Thanks for your such great project again.

struanb commented 7 months ago

That's great news! I'm very glad we've been able to sort this.

It seems the documentation is in definite need of update to clarify the need for these extra arguments in heterogeneous setups like yours. I'm going to leave this issue open for now until that update is done.

struanb commented 7 months ago

I've updated the language in the README, which I hope you agree is clearer about the whitelisting options, and will now close this issue.

cytown commented 7 months ago

@struanb Found another issue:(

When I use more than one node, the load balance seems freeze or broken, only the node which point to will work.

It means: 10.0.0.2-10.0.0.6 is the ingress ip of each node, the proxy service running on 10.0.0.2 and 10.0.0.3, the firewall directed all http request to 10.0.0.3, when I make 10.0.0.2 and 10.0.0.3 running:

docker-ingress-routing-daemon --ingress-gateway-ips 10.0.0.x --install --services gly-proxy_proxy --tcp-ports 80,443 --preexisting

Then the ingress load balancer seems wrong, and when I visit the url, it will freeze all traffic to 10.0.0.2, and works fine for 10.0.0.3...

If I visit 10.0.0.4:80, the balancer will work just fine, but the client ip will be 10.0.0.4.

Any idea for this???

struanb commented 7 months ago

It looks like there's an x in your IP list.

Based on the ingress IPs you've listed, I think you should probably be running the following command, and please make sure you run it on every node:

docker-ingress-routing-daemon --ingress-gateway-ips 10.0.0.2,10.0.0.3,10.0.0.4,10.0.0.5,10.0.0.6 --install --services gly-proxy_proxy --tcp-ports 80,443 --preexisting

(You may need to run docker-ingress-routing-daemon --uninstall first).

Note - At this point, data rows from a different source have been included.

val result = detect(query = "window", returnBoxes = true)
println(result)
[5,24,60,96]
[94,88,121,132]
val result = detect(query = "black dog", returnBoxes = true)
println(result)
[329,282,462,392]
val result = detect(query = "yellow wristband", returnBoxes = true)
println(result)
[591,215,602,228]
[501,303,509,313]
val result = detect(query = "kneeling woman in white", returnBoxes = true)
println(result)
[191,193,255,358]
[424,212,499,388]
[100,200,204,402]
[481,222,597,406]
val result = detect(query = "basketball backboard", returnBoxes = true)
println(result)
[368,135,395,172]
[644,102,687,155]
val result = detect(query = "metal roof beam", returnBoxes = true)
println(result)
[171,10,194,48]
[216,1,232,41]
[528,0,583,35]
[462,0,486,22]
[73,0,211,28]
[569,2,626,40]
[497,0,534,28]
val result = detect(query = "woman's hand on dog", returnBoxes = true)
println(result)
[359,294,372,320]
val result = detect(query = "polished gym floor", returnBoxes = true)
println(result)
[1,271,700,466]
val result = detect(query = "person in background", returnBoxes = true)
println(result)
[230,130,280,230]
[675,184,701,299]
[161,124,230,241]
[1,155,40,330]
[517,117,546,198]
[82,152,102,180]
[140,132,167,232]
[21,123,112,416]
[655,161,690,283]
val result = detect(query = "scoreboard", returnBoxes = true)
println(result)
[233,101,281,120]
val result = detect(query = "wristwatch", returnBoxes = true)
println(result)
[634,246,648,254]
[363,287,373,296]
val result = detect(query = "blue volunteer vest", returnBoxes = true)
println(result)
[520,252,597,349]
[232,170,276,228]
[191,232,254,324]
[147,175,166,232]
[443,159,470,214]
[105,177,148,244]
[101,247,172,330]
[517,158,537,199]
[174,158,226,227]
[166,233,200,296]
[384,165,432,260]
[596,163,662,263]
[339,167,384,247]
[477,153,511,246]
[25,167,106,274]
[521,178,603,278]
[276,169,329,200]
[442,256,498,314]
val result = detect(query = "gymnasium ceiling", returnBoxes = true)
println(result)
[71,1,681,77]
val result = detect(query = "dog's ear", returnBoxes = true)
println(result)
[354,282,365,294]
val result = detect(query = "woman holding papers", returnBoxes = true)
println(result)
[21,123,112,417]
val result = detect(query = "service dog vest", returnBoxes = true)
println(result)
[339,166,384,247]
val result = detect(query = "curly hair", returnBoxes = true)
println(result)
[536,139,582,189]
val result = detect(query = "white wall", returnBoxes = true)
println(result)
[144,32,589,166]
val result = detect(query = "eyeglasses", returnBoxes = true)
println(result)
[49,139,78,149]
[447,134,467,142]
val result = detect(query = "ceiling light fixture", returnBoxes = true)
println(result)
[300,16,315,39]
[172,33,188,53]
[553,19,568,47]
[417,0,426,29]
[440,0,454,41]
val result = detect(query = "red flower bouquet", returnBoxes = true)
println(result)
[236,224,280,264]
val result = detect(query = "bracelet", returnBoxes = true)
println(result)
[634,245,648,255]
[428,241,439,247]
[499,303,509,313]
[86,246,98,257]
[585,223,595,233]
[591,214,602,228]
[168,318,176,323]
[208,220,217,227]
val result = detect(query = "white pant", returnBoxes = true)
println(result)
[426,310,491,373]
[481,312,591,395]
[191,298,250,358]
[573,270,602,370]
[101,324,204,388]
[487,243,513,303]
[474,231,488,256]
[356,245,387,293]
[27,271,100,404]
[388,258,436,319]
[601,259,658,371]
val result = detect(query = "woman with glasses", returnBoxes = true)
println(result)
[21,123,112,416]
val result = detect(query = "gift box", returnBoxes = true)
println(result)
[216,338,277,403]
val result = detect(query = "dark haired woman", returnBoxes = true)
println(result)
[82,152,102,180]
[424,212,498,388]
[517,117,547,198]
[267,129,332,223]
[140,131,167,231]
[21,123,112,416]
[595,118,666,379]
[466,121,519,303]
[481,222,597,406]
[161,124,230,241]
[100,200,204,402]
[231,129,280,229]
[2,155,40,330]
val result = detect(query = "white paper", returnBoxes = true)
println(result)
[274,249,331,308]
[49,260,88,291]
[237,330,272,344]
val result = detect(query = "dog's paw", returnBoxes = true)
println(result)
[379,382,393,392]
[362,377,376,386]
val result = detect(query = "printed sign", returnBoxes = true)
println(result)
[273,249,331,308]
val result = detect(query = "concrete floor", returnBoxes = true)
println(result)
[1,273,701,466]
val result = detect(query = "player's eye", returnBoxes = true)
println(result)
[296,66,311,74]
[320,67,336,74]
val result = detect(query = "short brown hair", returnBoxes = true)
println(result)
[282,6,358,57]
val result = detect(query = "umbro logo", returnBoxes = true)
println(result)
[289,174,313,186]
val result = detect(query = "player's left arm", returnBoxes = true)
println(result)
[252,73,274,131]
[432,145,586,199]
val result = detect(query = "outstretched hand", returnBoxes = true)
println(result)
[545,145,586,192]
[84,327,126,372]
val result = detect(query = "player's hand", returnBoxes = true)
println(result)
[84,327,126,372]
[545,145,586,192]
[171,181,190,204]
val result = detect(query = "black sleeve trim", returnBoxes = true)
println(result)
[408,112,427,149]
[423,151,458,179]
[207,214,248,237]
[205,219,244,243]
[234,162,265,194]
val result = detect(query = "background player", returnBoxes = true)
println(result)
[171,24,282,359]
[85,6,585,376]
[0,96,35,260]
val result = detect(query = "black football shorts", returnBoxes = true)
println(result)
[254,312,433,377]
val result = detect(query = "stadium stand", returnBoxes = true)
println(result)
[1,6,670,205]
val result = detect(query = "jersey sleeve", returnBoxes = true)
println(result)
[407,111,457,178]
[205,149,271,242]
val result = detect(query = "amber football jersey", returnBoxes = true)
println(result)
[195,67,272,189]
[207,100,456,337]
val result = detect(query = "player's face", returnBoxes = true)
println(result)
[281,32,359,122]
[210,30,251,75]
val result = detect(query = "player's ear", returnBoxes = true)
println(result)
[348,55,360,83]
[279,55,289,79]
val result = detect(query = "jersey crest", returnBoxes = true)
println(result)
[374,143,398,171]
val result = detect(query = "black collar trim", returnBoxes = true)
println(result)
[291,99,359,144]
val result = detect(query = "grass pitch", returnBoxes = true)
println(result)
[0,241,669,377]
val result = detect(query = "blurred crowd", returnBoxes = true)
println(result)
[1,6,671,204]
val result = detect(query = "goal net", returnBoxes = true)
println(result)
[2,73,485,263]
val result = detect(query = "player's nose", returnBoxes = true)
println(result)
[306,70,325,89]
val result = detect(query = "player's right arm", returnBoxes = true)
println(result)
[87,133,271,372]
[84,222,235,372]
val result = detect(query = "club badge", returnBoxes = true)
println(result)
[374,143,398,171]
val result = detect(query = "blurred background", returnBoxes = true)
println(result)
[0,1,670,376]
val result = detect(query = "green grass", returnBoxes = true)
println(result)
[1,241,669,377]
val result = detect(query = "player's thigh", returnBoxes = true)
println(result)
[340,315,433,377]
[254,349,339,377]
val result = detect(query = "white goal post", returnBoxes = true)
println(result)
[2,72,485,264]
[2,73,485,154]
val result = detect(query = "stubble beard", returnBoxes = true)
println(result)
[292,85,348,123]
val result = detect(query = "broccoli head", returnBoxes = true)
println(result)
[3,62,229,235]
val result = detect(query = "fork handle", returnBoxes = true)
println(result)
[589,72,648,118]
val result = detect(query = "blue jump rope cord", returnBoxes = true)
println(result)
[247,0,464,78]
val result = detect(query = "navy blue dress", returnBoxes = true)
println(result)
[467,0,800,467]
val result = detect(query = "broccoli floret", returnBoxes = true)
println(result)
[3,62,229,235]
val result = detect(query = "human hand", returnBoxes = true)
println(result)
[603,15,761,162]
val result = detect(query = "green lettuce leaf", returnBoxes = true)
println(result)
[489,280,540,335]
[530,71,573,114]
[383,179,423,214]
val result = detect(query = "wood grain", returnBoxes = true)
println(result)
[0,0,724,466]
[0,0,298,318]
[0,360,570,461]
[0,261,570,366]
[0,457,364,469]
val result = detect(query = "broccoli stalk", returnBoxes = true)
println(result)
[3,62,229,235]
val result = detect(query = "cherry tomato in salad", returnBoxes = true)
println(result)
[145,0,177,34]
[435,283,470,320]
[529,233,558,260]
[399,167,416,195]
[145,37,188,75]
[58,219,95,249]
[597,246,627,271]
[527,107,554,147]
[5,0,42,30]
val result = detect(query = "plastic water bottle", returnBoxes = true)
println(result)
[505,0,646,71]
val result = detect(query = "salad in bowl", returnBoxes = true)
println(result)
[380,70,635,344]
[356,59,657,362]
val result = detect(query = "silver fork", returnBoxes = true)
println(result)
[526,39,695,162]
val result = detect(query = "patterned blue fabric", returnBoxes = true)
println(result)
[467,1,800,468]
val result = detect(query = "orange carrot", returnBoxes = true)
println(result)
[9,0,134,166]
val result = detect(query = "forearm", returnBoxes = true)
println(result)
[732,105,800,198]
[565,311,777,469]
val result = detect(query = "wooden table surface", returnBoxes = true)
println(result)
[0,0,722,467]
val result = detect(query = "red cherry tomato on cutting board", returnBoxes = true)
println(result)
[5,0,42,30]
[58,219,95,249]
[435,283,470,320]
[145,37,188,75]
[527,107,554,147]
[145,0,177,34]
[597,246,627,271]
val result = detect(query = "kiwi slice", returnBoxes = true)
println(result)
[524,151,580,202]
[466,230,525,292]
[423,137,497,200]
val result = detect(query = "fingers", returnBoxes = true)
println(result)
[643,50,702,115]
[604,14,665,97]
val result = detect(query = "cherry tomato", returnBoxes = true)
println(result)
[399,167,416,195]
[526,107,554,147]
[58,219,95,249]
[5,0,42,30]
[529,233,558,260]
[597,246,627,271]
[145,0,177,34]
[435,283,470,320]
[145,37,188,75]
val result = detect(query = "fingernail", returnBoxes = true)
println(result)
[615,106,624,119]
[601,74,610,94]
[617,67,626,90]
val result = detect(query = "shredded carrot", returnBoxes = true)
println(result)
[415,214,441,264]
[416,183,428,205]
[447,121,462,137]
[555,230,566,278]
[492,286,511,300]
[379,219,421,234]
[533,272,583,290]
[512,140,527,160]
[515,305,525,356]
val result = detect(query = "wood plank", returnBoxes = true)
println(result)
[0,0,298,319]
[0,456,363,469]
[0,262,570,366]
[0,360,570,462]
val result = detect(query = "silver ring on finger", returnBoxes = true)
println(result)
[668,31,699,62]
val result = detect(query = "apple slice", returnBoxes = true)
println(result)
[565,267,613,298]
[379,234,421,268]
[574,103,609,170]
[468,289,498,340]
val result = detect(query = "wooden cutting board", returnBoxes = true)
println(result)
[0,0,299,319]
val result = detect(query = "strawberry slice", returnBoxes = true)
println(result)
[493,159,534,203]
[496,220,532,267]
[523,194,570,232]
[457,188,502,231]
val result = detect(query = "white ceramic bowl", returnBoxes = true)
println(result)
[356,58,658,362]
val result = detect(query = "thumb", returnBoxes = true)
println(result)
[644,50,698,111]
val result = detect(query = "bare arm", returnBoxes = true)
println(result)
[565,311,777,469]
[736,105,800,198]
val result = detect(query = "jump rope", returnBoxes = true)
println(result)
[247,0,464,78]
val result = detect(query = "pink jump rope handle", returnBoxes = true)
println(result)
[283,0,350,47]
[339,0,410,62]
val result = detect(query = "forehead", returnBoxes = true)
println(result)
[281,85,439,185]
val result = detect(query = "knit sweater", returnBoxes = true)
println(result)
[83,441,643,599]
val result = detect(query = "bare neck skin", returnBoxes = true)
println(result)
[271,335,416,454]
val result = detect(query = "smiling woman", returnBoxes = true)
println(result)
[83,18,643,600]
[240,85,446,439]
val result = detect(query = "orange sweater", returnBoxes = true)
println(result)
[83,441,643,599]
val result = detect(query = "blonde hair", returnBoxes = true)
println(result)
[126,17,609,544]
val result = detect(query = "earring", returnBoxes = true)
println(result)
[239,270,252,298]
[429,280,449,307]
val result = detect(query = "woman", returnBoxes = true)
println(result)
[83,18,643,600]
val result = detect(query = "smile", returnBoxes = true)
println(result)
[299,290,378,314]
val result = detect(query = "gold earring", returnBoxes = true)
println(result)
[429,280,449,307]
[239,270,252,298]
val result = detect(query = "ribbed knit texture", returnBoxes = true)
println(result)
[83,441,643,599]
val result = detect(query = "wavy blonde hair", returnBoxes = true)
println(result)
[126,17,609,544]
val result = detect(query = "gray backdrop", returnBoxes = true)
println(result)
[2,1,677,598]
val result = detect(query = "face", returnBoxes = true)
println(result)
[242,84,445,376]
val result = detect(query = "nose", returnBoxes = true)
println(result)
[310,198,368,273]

cytown commented 7 months ago

It looks like there's an x in your IP list.

Based on the ingress IPs you've listed, I think you should probably be running the following command, and please make sure you run it on every node:

docker-ingress-routing-daemon --ingress-gateway-ips 10.0.0.2,10.0.0.3,10.0.0.4,10.0.0.5,10.0.0.6 --install --services gly-proxy_proxy --tcp-ports 80,443 --preexisting

(You may need to run docker-ingress-routing-daemon --uninstall first).

I have tried this command for 10.0.0.2-10.0.0.4, and still the same issue, and direct visit 10.0.0.4 will balance to 2 and 3 with visit ip as 10.0.0.4.

I doubt run command for 5-6 will help...

Anyway, I will try this later.

cytown commented 7 months ago

It looks like there's an x in your IP list.

Based on the ingress IPs you've listed, I think you should probably be running the following command, and please make sure you run it on every node:

docker-ingress-routing-daemon --ingress-gateway-ips 10.0.0.2,10.0.0.3,10.0.0.4,10.0.0.5,10.0.0.6 --install --services gly-proxy_proxy --tcp-ports 80,443 --preexisting

(You may need to run docker-ingress-routing-daemon --uninstall first).

It works like charm!!! Thank you.